I find humans very interesting, I face many different personality everyday, and I've learn to deal with it, because I mean at the end no matter how stubborn one can be, you still realize the good qualities in them some how, at the same time being yourself, sometimes I want to say something, but if it's such a small thing to make such a conflict or out come, then I guess I've learn to shut my mouth and hold it in.
Going to hairstyling school actually made me grow a lot, and behind every hairstylist I met there's always something about them, in the past, something interesting, yet so intence and made them very creative people.

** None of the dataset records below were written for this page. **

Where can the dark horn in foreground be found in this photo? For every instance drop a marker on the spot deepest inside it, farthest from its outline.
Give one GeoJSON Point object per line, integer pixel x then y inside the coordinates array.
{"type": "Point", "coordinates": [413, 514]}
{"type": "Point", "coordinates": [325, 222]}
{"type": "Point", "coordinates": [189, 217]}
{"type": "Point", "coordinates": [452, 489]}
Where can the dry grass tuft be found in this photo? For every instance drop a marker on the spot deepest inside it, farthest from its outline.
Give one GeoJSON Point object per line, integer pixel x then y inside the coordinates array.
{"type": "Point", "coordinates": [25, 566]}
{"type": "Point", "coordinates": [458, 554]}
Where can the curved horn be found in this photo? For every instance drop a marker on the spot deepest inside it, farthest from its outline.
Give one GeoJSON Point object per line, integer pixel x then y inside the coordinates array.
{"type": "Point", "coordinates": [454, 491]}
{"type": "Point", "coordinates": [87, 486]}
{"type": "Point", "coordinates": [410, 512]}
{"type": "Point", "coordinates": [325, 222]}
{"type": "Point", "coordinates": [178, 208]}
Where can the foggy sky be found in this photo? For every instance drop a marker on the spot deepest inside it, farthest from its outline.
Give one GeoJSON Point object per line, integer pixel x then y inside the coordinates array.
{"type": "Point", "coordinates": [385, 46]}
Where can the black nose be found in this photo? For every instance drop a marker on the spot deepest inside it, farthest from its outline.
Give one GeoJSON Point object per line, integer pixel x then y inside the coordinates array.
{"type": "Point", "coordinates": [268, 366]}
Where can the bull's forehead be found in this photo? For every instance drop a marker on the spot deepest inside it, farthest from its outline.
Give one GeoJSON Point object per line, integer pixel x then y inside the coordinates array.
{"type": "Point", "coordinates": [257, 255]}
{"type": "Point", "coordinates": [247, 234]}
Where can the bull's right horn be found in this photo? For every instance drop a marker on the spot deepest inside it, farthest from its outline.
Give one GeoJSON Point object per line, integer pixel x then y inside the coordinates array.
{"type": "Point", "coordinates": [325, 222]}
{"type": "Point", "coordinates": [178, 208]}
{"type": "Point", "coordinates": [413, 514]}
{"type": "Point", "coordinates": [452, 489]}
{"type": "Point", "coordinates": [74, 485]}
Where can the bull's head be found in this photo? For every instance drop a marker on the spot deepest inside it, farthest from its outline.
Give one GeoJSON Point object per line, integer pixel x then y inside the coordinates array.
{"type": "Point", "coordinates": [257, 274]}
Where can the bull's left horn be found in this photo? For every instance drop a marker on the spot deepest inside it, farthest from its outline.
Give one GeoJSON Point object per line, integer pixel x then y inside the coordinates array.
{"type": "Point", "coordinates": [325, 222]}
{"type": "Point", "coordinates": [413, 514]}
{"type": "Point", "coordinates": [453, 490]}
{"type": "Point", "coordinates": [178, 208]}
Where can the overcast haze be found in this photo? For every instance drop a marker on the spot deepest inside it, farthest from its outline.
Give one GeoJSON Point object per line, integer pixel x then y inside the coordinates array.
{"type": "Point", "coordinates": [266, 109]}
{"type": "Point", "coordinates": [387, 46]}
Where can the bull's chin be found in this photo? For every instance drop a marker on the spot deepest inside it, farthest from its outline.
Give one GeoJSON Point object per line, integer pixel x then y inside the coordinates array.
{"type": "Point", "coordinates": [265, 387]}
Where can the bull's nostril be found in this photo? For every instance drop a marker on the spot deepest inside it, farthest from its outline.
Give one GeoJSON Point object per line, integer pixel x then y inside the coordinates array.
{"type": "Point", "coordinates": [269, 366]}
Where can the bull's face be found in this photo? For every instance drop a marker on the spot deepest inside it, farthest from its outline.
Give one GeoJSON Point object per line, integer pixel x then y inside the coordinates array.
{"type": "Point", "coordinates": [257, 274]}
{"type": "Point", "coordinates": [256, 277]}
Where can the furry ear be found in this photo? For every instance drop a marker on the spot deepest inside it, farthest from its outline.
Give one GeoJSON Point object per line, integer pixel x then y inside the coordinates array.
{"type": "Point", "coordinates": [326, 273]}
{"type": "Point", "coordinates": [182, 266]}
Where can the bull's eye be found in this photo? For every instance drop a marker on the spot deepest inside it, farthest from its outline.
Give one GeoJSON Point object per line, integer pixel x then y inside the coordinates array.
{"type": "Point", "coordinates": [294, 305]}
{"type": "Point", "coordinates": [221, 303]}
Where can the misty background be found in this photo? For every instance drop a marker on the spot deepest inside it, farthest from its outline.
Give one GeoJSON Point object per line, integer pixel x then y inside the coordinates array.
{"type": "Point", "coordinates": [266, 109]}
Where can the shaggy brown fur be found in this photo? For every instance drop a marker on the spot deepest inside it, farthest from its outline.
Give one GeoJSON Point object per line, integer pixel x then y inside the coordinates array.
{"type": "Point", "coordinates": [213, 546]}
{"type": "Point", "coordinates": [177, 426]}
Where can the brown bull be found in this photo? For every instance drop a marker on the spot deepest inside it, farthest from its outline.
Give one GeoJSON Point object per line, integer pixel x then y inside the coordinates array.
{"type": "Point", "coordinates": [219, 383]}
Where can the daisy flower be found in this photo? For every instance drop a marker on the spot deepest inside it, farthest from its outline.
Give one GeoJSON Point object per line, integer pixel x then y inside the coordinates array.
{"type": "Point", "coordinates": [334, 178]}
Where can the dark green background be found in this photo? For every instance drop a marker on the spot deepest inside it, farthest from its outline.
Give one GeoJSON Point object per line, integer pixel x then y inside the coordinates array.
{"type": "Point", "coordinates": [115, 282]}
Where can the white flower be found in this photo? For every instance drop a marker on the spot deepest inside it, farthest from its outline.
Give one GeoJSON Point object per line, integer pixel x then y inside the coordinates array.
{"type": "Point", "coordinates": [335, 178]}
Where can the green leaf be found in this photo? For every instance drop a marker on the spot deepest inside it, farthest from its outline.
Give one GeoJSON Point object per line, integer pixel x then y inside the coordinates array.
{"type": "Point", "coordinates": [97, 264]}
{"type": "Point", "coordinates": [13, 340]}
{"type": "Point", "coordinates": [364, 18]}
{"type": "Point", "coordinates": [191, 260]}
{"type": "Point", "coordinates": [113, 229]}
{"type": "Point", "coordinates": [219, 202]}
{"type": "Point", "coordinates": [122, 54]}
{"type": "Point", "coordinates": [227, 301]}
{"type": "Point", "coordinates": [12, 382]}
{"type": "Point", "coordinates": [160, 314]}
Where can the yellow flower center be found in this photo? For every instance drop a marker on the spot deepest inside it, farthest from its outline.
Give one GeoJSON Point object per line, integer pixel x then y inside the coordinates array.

I've always wonder about certain things, it's true what they say, you may think a person is who they are, but you'll never know, now here's the trick.

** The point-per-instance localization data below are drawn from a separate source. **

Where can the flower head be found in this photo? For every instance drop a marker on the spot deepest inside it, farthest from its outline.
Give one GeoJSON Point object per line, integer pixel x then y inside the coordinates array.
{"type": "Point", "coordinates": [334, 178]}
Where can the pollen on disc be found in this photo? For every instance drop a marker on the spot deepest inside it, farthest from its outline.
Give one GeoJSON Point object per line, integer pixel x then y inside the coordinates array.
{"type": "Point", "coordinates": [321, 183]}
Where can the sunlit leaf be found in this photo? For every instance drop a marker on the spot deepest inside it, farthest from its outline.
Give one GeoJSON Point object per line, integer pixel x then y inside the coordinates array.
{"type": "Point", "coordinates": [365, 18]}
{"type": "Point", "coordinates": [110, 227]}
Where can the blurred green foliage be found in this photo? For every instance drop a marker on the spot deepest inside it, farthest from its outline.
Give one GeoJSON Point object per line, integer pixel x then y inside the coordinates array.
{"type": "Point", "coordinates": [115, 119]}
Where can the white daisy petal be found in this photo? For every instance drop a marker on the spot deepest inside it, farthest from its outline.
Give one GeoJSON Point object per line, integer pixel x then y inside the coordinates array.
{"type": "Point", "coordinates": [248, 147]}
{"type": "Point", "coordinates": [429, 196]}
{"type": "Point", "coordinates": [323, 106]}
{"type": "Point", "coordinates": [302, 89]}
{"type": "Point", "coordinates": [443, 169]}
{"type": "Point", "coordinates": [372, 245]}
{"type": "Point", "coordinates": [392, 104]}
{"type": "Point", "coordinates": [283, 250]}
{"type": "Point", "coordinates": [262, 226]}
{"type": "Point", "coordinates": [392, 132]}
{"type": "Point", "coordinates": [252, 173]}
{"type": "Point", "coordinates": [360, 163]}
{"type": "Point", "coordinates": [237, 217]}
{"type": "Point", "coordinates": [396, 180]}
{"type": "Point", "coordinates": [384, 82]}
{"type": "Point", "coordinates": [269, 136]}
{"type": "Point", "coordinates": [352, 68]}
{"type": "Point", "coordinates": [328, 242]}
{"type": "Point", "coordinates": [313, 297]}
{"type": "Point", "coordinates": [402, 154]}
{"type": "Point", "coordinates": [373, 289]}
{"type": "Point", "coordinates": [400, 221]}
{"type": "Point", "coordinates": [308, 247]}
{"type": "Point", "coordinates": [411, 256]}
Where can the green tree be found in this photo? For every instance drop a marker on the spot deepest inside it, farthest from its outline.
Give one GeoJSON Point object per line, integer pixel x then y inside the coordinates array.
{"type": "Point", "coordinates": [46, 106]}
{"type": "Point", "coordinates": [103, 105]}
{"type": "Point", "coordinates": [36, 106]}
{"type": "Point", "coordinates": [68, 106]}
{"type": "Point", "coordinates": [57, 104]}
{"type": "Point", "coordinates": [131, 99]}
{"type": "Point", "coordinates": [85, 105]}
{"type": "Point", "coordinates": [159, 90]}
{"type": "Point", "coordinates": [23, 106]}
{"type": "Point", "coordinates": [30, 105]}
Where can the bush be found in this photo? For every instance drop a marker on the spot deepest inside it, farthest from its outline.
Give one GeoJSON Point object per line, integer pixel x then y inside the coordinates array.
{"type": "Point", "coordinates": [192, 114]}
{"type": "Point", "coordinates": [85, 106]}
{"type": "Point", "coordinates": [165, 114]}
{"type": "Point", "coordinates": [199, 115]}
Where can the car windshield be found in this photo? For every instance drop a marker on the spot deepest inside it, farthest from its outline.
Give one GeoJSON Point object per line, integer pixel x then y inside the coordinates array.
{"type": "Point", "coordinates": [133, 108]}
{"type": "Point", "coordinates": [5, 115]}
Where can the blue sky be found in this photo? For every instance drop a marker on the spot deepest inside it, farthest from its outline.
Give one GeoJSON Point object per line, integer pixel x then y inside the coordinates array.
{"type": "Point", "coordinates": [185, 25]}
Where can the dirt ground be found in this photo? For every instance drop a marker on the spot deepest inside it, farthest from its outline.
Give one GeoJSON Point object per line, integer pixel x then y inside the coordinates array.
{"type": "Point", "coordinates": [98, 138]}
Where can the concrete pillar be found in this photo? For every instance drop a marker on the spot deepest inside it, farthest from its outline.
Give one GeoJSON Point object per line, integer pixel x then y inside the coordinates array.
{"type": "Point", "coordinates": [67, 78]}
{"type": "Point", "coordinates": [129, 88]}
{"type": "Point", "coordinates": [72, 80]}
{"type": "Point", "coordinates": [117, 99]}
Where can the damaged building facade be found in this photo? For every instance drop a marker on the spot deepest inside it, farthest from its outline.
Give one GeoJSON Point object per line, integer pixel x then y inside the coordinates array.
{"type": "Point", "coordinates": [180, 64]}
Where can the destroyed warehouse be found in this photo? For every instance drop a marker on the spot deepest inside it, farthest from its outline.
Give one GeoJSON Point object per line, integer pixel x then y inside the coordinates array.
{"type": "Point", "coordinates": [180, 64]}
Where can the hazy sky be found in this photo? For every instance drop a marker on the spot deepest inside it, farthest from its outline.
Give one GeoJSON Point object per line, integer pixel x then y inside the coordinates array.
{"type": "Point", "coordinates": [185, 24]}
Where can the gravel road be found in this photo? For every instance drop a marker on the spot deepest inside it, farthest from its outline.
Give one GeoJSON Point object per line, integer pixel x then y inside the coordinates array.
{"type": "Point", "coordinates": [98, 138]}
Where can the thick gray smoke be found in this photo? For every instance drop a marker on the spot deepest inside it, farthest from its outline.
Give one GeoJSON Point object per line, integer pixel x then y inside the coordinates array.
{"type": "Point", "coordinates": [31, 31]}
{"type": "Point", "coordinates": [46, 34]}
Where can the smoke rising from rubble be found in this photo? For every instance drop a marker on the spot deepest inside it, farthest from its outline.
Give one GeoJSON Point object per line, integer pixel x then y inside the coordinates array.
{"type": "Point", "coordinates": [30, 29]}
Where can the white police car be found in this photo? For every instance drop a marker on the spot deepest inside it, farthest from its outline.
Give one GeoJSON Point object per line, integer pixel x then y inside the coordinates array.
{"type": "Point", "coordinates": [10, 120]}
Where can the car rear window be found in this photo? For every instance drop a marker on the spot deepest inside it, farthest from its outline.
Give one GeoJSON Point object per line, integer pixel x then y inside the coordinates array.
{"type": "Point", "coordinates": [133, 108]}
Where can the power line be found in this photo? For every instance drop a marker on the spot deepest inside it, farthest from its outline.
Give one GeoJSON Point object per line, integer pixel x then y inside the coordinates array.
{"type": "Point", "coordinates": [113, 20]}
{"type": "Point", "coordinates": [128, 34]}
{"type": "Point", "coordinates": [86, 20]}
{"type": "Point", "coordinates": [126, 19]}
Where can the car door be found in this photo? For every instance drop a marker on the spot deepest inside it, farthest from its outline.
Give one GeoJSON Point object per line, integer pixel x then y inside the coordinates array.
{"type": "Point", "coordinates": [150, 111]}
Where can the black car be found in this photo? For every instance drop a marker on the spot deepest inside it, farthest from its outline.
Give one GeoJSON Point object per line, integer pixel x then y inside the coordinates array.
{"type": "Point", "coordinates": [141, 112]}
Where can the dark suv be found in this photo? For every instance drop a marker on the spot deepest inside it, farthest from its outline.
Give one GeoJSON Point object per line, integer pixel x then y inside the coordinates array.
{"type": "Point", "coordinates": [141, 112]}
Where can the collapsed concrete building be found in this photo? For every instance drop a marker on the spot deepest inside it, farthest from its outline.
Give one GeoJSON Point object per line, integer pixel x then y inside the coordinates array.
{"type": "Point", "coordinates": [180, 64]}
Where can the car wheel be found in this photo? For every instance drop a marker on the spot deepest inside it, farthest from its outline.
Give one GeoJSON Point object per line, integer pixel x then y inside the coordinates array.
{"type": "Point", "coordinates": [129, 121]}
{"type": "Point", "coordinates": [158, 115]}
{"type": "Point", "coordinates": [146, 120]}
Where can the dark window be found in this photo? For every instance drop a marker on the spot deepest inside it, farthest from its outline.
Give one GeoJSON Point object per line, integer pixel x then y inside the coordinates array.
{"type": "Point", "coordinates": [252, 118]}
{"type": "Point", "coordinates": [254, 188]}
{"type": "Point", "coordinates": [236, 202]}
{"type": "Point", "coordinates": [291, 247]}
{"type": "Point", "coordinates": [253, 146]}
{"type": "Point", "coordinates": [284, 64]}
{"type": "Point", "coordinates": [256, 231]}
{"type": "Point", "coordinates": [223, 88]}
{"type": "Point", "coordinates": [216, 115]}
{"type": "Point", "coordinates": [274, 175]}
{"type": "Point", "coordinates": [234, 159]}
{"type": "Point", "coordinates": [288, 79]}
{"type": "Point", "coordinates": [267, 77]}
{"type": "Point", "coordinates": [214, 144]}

I'm not very smart person, and I can't read people's mind, but one thing I'd always get is a gut feeling when you know, there something about this person you should stay away from, or at lease a distance. I always knew people could see stright thru me, I hate it, but it's true. I'm not a very good liar either. That was a lie. See? are you confused?
I've been studying this person recently, met this person a while back, I've never started talking to this person until recently, and I just have a gut feeling about this person, but the fact that I made so many mistakes before in the past, I have the confidence that I will break this person, not in a bad way, but to really see who this person is. The idea of it could possibly fail, but as long as I know what I'm doing, I think I'll be fine. To be honest I'm still not comfortable with it, I feel like maybe something bad will happen to me, and maybe I will give up before anything happens. But mean time, I just wonder why people are the way they are, somethings you can't explain, but some things you can see stright thru.